While many operas are based on books or plays, Brothers is based on a film, Brødre, a psychological thriller directed by Susanne Bier. Released in 2004, it tells the story of a Danish officer who is sent to the International Security Assistance Force operation in Afghanistan, and of how it affects his family back home. The film won the World Cinema Audience Award at the Sundance Film Festival and was later remade as an American production starring Tobey Maguire, Jake Gyllenhaal and Natalie Portman.
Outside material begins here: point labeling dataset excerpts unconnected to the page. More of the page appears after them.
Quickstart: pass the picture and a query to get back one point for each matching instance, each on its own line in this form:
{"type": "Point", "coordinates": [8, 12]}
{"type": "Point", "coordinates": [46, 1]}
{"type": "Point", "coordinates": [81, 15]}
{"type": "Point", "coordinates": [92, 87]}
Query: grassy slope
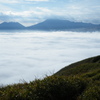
{"type": "Point", "coordinates": [78, 81]}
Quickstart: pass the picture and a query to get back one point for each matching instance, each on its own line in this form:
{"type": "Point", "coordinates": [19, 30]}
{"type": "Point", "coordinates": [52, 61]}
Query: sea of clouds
{"type": "Point", "coordinates": [32, 54]}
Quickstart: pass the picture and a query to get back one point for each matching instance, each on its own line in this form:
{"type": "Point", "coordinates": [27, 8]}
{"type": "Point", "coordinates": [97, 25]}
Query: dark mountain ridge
{"type": "Point", "coordinates": [11, 26]}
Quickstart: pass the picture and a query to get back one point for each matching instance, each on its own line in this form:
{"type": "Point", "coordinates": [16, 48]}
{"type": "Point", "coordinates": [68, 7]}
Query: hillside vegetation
{"type": "Point", "coordinates": [78, 81]}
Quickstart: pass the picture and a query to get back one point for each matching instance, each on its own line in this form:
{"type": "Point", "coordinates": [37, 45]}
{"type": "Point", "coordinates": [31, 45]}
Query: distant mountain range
{"type": "Point", "coordinates": [52, 25]}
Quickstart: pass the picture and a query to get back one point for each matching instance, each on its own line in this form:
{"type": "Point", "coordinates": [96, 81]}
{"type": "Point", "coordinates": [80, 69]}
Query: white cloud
{"type": "Point", "coordinates": [36, 0]}
{"type": "Point", "coordinates": [24, 55]}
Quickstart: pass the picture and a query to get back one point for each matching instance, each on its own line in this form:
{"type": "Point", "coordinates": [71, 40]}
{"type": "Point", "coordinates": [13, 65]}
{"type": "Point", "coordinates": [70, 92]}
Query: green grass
{"type": "Point", "coordinates": [78, 81]}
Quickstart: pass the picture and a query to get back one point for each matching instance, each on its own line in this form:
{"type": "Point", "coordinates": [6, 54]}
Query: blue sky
{"type": "Point", "coordinates": [29, 12]}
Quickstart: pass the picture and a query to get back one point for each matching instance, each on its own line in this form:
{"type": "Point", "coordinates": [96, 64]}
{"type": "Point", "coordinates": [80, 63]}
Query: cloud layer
{"type": "Point", "coordinates": [33, 11]}
{"type": "Point", "coordinates": [30, 12]}
{"type": "Point", "coordinates": [27, 55]}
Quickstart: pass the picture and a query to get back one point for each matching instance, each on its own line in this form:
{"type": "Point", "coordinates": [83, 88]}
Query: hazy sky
{"type": "Point", "coordinates": [33, 11]}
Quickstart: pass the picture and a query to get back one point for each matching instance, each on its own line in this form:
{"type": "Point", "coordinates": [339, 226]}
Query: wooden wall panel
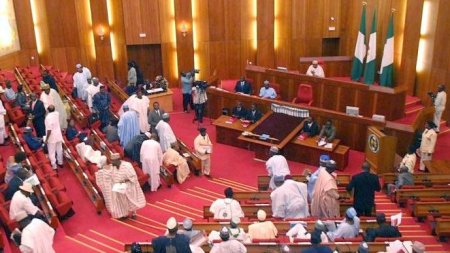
{"type": "Point", "coordinates": [266, 53]}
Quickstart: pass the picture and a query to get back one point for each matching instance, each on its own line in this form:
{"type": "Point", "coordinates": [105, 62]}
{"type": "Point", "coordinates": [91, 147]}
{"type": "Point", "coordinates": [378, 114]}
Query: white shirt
{"type": "Point", "coordinates": [318, 71]}
{"type": "Point", "coordinates": [52, 123]}
{"type": "Point", "coordinates": [20, 203]}
{"type": "Point", "coordinates": [37, 237]}
{"type": "Point", "coordinates": [440, 101]}
{"type": "Point", "coordinates": [226, 208]}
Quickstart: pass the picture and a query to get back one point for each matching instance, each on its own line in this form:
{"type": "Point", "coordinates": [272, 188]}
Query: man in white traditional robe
{"type": "Point", "coordinates": [128, 126]}
{"type": "Point", "coordinates": [263, 229]}
{"type": "Point", "coordinates": [203, 148]}
{"type": "Point", "coordinates": [140, 104]}
{"type": "Point", "coordinates": [54, 138]}
{"type": "Point", "coordinates": [151, 159]}
{"type": "Point", "coordinates": [227, 245]}
{"type": "Point", "coordinates": [87, 153]}
{"type": "Point", "coordinates": [315, 70]}
{"type": "Point", "coordinates": [80, 80]}
{"type": "Point", "coordinates": [226, 208]}
{"type": "Point", "coordinates": [51, 97]}
{"type": "Point", "coordinates": [91, 90]}
{"type": "Point", "coordinates": [289, 199]}
{"type": "Point", "coordinates": [3, 133]}
{"type": "Point", "coordinates": [123, 186]}
{"type": "Point", "coordinates": [165, 133]}
{"type": "Point", "coordinates": [172, 157]}
{"type": "Point", "coordinates": [36, 236]}
{"type": "Point", "coordinates": [276, 166]}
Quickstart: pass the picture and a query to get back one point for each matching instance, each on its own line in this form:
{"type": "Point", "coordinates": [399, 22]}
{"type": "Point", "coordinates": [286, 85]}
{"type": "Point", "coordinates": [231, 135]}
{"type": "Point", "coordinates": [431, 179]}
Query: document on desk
{"type": "Point", "coordinates": [120, 188]}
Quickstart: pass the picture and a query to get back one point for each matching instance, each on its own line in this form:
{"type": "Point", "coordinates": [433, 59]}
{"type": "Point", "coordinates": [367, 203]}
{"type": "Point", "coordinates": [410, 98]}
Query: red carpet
{"type": "Point", "coordinates": [87, 231]}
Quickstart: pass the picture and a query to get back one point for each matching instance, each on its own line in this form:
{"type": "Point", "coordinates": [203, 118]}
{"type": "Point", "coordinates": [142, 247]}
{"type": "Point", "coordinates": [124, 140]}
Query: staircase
{"type": "Point", "coordinates": [413, 105]}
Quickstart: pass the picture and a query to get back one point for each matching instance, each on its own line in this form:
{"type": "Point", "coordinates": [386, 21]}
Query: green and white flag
{"type": "Point", "coordinates": [369, 71]}
{"type": "Point", "coordinates": [360, 49]}
{"type": "Point", "coordinates": [387, 63]}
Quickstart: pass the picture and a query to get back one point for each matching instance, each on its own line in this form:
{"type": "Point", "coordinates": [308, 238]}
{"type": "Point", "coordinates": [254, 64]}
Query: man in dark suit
{"type": "Point", "coordinates": [254, 114]}
{"type": "Point", "coordinates": [37, 115]}
{"type": "Point", "coordinates": [243, 86]}
{"type": "Point", "coordinates": [239, 111]}
{"type": "Point", "coordinates": [155, 116]}
{"type": "Point", "coordinates": [310, 127]}
{"type": "Point", "coordinates": [364, 185]}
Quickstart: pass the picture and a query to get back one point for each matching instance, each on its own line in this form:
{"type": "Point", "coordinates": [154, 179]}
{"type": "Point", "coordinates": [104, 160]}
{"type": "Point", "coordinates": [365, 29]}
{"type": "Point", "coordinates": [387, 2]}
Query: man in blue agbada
{"type": "Point", "coordinates": [128, 126]}
{"type": "Point", "coordinates": [101, 102]}
{"type": "Point", "coordinates": [313, 177]}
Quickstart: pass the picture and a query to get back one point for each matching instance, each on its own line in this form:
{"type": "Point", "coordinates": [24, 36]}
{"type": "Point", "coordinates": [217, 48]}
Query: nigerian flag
{"type": "Point", "coordinates": [360, 49]}
{"type": "Point", "coordinates": [387, 63]}
{"type": "Point", "coordinates": [369, 71]}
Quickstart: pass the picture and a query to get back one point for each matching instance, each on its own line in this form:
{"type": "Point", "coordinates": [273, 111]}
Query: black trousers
{"type": "Point", "coordinates": [187, 100]}
{"type": "Point", "coordinates": [199, 110]}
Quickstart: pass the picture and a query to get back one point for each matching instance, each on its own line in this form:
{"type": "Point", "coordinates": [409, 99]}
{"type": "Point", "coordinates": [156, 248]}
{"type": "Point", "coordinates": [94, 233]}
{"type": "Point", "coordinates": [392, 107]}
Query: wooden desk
{"type": "Point", "coordinates": [352, 131]}
{"type": "Point", "coordinates": [228, 133]}
{"type": "Point", "coordinates": [438, 166]}
{"type": "Point", "coordinates": [335, 94]}
{"type": "Point", "coordinates": [260, 147]}
{"type": "Point", "coordinates": [307, 151]}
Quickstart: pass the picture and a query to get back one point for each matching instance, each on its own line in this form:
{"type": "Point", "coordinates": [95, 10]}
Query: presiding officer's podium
{"type": "Point", "coordinates": [380, 150]}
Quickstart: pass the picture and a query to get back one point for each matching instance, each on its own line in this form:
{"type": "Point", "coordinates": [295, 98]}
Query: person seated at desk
{"type": "Point", "coordinates": [328, 132]}
{"type": "Point", "coordinates": [254, 114]}
{"type": "Point", "coordinates": [310, 128]}
{"type": "Point", "coordinates": [243, 86]}
{"type": "Point", "coordinates": [239, 111]}
{"type": "Point", "coordinates": [315, 70]}
{"type": "Point", "coordinates": [267, 91]}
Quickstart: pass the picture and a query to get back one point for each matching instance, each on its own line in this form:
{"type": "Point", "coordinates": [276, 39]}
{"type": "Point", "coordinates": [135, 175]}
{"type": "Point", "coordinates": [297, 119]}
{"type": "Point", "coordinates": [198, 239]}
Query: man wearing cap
{"type": "Point", "coordinates": [289, 199]}
{"type": "Point", "coordinates": [173, 242]}
{"type": "Point", "coordinates": [267, 92]}
{"type": "Point", "coordinates": [101, 103]}
{"type": "Point", "coordinates": [91, 90]}
{"type": "Point", "coordinates": [34, 235]}
{"type": "Point", "coordinates": [172, 158]}
{"type": "Point", "coordinates": [243, 86]}
{"type": "Point", "coordinates": [315, 70]}
{"type": "Point", "coordinates": [263, 229]}
{"type": "Point", "coordinates": [37, 115]}
{"type": "Point", "coordinates": [133, 148]}
{"type": "Point", "coordinates": [51, 97]}
{"type": "Point", "coordinates": [299, 231]}
{"type": "Point", "coordinates": [21, 202]}
{"type": "Point", "coordinates": [128, 126]}
{"type": "Point", "coordinates": [119, 184]}
{"type": "Point", "coordinates": [227, 245]}
{"type": "Point", "coordinates": [80, 80]}
{"type": "Point", "coordinates": [276, 166]}
{"type": "Point", "coordinates": [140, 104]}
{"type": "Point", "coordinates": [203, 148]}
{"type": "Point", "coordinates": [54, 138]}
{"type": "Point", "coordinates": [439, 105]}
{"type": "Point", "coordinates": [33, 142]}
{"type": "Point", "coordinates": [151, 159]}
{"type": "Point", "coordinates": [312, 178]}
{"type": "Point", "coordinates": [364, 185]}
{"type": "Point", "coordinates": [155, 116]}
{"type": "Point", "coordinates": [349, 227]}
{"type": "Point", "coordinates": [384, 229]}
{"type": "Point", "coordinates": [315, 245]}
{"type": "Point", "coordinates": [165, 132]}
{"type": "Point", "coordinates": [429, 137]}
{"type": "Point", "coordinates": [325, 200]}
{"type": "Point", "coordinates": [226, 208]}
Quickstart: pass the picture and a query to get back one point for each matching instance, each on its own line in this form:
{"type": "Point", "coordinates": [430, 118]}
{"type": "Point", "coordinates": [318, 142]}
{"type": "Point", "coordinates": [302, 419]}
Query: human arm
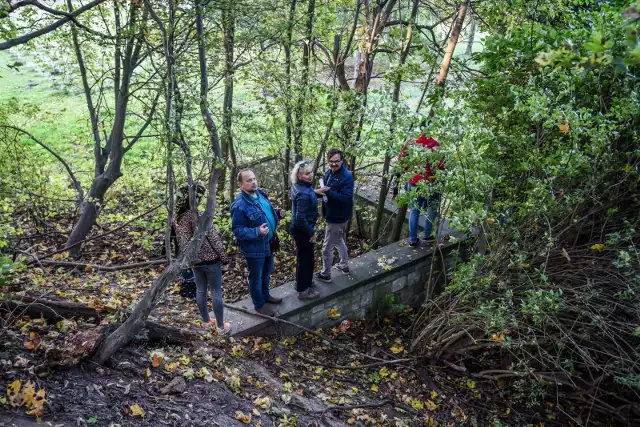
{"type": "Point", "coordinates": [217, 245]}
{"type": "Point", "coordinates": [345, 194]}
{"type": "Point", "coordinates": [185, 227]}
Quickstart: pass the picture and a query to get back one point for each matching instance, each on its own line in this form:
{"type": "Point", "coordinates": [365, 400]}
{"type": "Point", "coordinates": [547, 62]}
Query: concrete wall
{"type": "Point", "coordinates": [370, 290]}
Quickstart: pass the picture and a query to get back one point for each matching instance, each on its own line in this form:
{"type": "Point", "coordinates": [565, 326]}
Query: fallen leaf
{"type": "Point", "coordinates": [27, 395]}
{"type": "Point", "coordinates": [136, 410]}
{"type": "Point", "coordinates": [397, 349]}
{"type": "Point", "coordinates": [243, 418]}
{"type": "Point", "coordinates": [37, 404]}
{"type": "Point", "coordinates": [262, 402]}
{"type": "Point", "coordinates": [156, 360]}
{"type": "Point", "coordinates": [13, 392]}
{"type": "Point", "coordinates": [333, 313]}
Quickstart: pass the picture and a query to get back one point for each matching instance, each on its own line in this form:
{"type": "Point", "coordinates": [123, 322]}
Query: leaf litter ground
{"type": "Point", "coordinates": [284, 381]}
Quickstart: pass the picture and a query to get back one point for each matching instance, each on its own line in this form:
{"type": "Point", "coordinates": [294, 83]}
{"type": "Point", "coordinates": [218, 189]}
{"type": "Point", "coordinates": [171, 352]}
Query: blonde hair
{"type": "Point", "coordinates": [302, 166]}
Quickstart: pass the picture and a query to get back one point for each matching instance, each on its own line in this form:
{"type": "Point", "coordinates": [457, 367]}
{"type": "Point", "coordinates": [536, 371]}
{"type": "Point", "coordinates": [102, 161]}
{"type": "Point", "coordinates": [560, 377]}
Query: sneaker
{"type": "Point", "coordinates": [266, 311]}
{"type": "Point", "coordinates": [344, 270]}
{"type": "Point", "coordinates": [308, 294]}
{"type": "Point", "coordinates": [321, 277]}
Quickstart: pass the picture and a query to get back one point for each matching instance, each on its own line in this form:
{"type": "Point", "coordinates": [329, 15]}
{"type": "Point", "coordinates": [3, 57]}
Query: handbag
{"type": "Point", "coordinates": [274, 243]}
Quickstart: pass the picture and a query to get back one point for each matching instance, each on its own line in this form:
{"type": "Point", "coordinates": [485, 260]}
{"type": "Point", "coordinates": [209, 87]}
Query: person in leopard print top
{"type": "Point", "coordinates": [207, 268]}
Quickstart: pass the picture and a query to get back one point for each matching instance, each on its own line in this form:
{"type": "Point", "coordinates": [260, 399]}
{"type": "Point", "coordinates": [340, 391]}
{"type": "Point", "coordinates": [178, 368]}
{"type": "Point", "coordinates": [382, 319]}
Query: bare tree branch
{"type": "Point", "coordinates": [49, 28]}
{"type": "Point", "coordinates": [72, 176]}
{"type": "Point", "coordinates": [146, 124]}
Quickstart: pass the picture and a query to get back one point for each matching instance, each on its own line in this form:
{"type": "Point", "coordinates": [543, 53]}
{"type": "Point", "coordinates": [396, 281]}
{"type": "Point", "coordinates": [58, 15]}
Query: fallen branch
{"type": "Point", "coordinates": [55, 310]}
{"type": "Point", "coordinates": [88, 239]}
{"type": "Point", "coordinates": [312, 332]}
{"type": "Point", "coordinates": [366, 405]}
{"type": "Point", "coordinates": [104, 267]}
{"type": "Point", "coordinates": [345, 368]}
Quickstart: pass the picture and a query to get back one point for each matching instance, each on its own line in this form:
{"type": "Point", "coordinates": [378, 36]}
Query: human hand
{"type": "Point", "coordinates": [322, 190]}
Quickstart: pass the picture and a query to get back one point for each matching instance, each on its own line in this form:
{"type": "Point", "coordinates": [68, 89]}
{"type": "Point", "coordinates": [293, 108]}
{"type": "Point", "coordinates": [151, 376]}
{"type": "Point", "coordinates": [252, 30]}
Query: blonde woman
{"type": "Point", "coordinates": [304, 214]}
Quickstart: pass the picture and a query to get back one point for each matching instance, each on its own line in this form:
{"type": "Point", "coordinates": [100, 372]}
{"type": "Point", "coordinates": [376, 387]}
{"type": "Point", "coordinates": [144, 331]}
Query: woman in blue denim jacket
{"type": "Point", "coordinates": [254, 221]}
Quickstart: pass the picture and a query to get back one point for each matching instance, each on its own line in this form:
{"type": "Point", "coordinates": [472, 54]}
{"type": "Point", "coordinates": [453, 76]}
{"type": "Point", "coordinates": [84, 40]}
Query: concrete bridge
{"type": "Point", "coordinates": [394, 270]}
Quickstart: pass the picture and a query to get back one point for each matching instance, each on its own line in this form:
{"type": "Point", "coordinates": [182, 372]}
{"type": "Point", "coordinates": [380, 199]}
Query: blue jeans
{"type": "Point", "coordinates": [209, 276]}
{"type": "Point", "coordinates": [430, 204]}
{"type": "Point", "coordinates": [260, 270]}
2° Defining the undefinable

To celebrate Aarhus as the 2017 European Capital of Culture, the city’s Musikhuset commissioned an opera, a dance and a musical, each based on a different film by Bier. Produced in cooperation with the Danish National Opera and Aarhus Symphony Orchestra, Brothers was the first of these adaptations. Icelandic conductor, curator and composer Daníel Bjarnason was asked to create the new work. Time Out New York has described his music as ‘coming eerily close to defining classical music’s undefinable brave new world,’ while his versatility has also led to collaborations with a broad array of musicians outside the classical field including Sigur Rós, Ben Frost and Brian Eno.

3° Collective memory

Changing one art form into another can easily fail, so while Daníel Bjarnason and his Swedish librettist Kerstin Perski wanted to depict the same story on stage as that of the film, they decided not to compulsively follow its narrative structure. Their solution was to borrow a feature from ancient theatre - a Greek chorus that comments on the events that happen on stage. But as the trauma of his deployment in Afghanistan and his difficulty in readjusting to life back home causes Michael, the Danish army officer, ever more stress, this chorus starts to trigger painful memories for him before it eventually morphs into voices trapped inside his head.

4° Odysseus reborn

This chorus isn’t the only part of the opera that harkens back to Ancient Greece; Bjarnson sees a strong parallel between Michael and Odysseus, whose return to Ithaca after the Trojan War left him feeling equally lost and unable to adjust. ‘He finds that his world has moved on and he’s become somewhat of a ghost,’ the composer says of the hero in Homer’s Odyssey. ‘What drew me to Brothers is that it’s such a universal story. There’s something timeless about its core. It’s rooted in mythology.’

5° Nordic blanc

Brothers was a popular and critical success in Aarhus, with Jutland Station giving particular praise to the director, Denmark’s Kasper Holten: ‘The curtains opened to a completely white stage [reminiscent] of a classic white mausoleum, sober and minimalist... Kasper Holten’s take on Susanne Bier’s psychological drama is a compelling adaptation. Expect high drama and moments of happiness, but mostly sadness and hard-hitting scenes.’ These scenes have now made their way to Icelandic Opera, who perform them at Harpa. The jewel in Reykjavik's crown, the steel and glass structure of this magnificent concert hall was inspired by the basalt sea stacks that dot Iceland’s coastline, and is every bit as dramatic as Bjarnason’s opera.